An extreme example of this phenomenon is offered by people in Spain, which is at the western edge of the time zone for most of continental western Europe. They tend to eat dinner much later than other people in this time zone, typically at 9:30 PM. Portugal, meanwhile, is just west of Spain and in a different time zone (Greenwich Mean Time, or GMT). There the customary dinner hour is 8:30 PM according to the local clocks, precisely the same moment in real time when the clocks strike 9:30 PM in Spain.
A principal finding of the research is that there can be significant social dislocations if clocks are more than 2 hours out of alignment with solar time. For a location on solar time, clocks will strike noon when the sun is at its zenith (apex or highest point) of the day.
Significance of Social Jet Lag to Financial Careers: People in operations jobs frequently are on shifts that put their work days, and thus their daily cycle of sleep and eating, many hours out of alignment with solar time and their internal biological clocks.
Many other financial services industry professionals similarly have work days that are aligned with trading hours in faraway securities exchanges.
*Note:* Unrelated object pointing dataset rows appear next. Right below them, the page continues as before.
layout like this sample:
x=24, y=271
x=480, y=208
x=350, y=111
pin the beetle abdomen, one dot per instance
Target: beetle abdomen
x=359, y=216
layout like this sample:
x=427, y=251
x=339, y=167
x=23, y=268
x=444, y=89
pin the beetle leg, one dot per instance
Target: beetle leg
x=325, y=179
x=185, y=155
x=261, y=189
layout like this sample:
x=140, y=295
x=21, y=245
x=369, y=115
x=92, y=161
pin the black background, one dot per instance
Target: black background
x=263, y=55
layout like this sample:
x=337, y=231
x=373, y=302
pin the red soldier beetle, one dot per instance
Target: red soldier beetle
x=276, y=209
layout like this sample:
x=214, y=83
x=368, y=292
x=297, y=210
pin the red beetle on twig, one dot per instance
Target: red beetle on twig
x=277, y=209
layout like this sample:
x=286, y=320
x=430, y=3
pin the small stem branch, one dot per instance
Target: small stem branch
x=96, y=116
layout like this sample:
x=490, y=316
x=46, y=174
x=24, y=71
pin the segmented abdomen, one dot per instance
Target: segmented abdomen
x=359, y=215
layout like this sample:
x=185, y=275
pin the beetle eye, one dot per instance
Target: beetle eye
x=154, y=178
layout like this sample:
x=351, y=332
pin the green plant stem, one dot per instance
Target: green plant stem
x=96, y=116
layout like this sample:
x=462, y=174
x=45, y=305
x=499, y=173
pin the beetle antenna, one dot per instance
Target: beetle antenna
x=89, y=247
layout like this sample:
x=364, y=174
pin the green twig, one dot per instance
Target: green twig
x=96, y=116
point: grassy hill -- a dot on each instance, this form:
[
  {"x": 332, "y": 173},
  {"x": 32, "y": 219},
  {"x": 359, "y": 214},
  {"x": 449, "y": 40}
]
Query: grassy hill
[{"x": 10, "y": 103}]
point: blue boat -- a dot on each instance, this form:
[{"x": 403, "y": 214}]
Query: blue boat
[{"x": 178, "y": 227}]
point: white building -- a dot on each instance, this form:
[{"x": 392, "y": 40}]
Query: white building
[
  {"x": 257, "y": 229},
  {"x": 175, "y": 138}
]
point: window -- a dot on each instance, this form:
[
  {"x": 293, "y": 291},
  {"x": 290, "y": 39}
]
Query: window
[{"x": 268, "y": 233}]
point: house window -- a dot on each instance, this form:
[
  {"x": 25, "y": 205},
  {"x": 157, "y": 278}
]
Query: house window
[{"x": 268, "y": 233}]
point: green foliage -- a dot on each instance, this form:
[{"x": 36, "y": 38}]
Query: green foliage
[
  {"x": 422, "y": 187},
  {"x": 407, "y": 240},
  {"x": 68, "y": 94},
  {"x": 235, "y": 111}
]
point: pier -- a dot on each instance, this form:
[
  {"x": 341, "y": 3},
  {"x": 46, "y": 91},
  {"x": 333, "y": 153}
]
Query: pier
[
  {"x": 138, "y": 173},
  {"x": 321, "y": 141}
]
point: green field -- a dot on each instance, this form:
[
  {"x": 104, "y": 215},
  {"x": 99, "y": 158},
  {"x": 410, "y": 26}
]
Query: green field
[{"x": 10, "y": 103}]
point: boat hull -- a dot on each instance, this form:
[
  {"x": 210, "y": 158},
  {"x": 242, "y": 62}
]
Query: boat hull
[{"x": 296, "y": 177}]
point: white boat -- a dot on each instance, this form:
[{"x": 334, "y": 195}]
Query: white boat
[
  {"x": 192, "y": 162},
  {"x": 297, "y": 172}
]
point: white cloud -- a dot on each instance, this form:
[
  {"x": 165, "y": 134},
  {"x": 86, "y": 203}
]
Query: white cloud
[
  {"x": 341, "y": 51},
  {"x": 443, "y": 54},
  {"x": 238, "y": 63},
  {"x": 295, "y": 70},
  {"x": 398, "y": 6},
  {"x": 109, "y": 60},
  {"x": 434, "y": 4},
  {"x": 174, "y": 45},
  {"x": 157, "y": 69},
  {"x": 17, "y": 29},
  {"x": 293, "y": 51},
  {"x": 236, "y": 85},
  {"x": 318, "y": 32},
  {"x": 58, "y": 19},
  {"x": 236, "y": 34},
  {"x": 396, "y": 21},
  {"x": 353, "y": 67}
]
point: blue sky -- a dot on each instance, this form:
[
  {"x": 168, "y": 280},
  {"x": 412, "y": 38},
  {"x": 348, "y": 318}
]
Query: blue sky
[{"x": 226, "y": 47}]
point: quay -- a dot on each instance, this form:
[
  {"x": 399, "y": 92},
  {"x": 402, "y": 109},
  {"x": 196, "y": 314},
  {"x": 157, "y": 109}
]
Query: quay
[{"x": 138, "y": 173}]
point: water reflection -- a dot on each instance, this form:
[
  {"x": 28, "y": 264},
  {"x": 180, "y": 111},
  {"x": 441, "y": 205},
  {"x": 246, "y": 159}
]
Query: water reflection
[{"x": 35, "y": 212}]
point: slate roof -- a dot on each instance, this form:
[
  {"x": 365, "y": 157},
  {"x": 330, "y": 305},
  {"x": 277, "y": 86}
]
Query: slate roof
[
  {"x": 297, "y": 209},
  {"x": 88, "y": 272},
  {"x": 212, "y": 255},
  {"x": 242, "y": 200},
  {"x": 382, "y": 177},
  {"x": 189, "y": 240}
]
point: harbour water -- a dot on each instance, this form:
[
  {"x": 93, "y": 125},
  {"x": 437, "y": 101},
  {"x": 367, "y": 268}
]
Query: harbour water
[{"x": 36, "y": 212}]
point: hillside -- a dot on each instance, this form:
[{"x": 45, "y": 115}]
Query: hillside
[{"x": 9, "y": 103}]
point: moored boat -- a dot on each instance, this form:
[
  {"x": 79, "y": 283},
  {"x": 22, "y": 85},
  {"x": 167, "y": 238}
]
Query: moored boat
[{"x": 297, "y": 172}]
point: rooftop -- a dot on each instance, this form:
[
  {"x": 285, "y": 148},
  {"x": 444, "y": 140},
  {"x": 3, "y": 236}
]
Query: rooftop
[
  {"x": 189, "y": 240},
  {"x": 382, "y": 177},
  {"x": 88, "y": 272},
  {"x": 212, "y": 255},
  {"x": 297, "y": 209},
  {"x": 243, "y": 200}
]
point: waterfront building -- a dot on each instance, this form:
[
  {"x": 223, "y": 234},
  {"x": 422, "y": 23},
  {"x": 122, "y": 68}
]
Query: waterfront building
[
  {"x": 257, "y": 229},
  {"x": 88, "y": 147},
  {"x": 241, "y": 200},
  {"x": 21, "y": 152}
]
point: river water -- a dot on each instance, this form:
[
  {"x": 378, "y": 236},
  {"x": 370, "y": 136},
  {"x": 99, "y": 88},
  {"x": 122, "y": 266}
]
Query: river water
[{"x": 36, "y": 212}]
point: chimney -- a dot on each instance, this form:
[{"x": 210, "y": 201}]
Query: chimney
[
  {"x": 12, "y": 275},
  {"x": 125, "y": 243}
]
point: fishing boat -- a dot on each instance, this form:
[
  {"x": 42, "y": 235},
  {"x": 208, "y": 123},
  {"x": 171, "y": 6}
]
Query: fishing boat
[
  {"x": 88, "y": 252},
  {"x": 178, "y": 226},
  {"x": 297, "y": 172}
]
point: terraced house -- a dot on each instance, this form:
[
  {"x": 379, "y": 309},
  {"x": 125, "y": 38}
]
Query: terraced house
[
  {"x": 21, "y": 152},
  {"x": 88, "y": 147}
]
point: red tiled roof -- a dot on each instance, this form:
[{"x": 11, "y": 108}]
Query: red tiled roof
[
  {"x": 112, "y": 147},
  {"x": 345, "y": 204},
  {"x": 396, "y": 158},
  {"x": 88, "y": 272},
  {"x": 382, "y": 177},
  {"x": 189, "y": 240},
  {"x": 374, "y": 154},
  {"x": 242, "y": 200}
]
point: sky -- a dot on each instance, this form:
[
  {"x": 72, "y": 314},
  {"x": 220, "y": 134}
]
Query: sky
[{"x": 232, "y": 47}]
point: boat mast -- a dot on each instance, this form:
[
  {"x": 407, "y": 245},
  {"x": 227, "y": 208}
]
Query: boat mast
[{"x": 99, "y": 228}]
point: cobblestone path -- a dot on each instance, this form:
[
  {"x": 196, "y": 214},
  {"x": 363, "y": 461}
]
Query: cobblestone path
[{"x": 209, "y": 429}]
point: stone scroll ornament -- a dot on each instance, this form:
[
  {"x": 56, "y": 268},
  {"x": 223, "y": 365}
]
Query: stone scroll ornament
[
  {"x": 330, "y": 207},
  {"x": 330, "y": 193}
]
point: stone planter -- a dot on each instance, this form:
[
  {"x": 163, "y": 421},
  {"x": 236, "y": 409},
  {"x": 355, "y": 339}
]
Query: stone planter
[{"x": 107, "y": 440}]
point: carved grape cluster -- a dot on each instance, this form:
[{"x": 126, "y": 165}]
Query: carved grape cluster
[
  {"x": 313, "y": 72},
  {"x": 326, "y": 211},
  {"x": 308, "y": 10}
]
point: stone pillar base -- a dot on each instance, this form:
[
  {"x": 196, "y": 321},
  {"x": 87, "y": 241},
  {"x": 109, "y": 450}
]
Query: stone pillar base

Examples of such professionals are:
A common scenario is that such professionals working in the U.S. must align their work days with the securities markets and exchanges in the East, which open at 9:30 AM Eastern, 8:30 Central, 7:30 Mountain, 6:30 Pacific, 5:30 Alaska and 4:30 Hawaii-Aleutian. Complicating matters further, some of these U.S.-based professionals need to be at work during all or part of the trading hours in such far-flung financial centers as London, Frankfurt, Singapore, Hong Kong and/or Tokyo. One of the oft-touted advantages of London as a financial center is that its position on the globe allows for partial alignment of its normal business hours with the closing hours in Tokyo and the opening hours in New York.
Social Jet Lag and Time Zone Consolidation: In some large countries, attempts to consolidate time zones to align working days across their territories can come at the price of serious social jet lag. When Mao Zedong and the communists took control of China in 1949, they decreed that the entire country would be on Beijing time. Previously, the nation spanned 5 time zones. Under the unitary time zone now in force, sunrise in the western edge of China can come after 10 AM in the winter.
As of 2009, Russian president Dmitry Medvedev has been advocating the idea of collapsing that country's 11 time zones into only 4. The theory is that greater overlap of business days across the nation, increasing economic efficiency. Sergei Smirnov, director of Moscow's Institute for Social Policy and Social and Economic Programs disagrees, asserting instead that having less than 8 time zones "could lead to a social catastrophe."
Daylight Saving Time and Social Jet Lag: Studies indicate a significant increase in accidents during the first week after the clocks change, and not just on the Monday immediately following. The effect is more significant in the spring when clocks move forward and most people lose an hour of sleep, but there also is a lesser spike in accidents when clocks move back in the fall, which results in the work day ending an hour later than before in real time.
Daylight saving time is supposed to reduce energy costs. Thus, several years ago the U.S. lengthened the period during daylight savings time is in force, starting it earlier in the year and ending it later. However, statistics compiled by a major utility in Russia indicate a mere 0.5% decrease in annual electricity usage attributable to daylight saving time.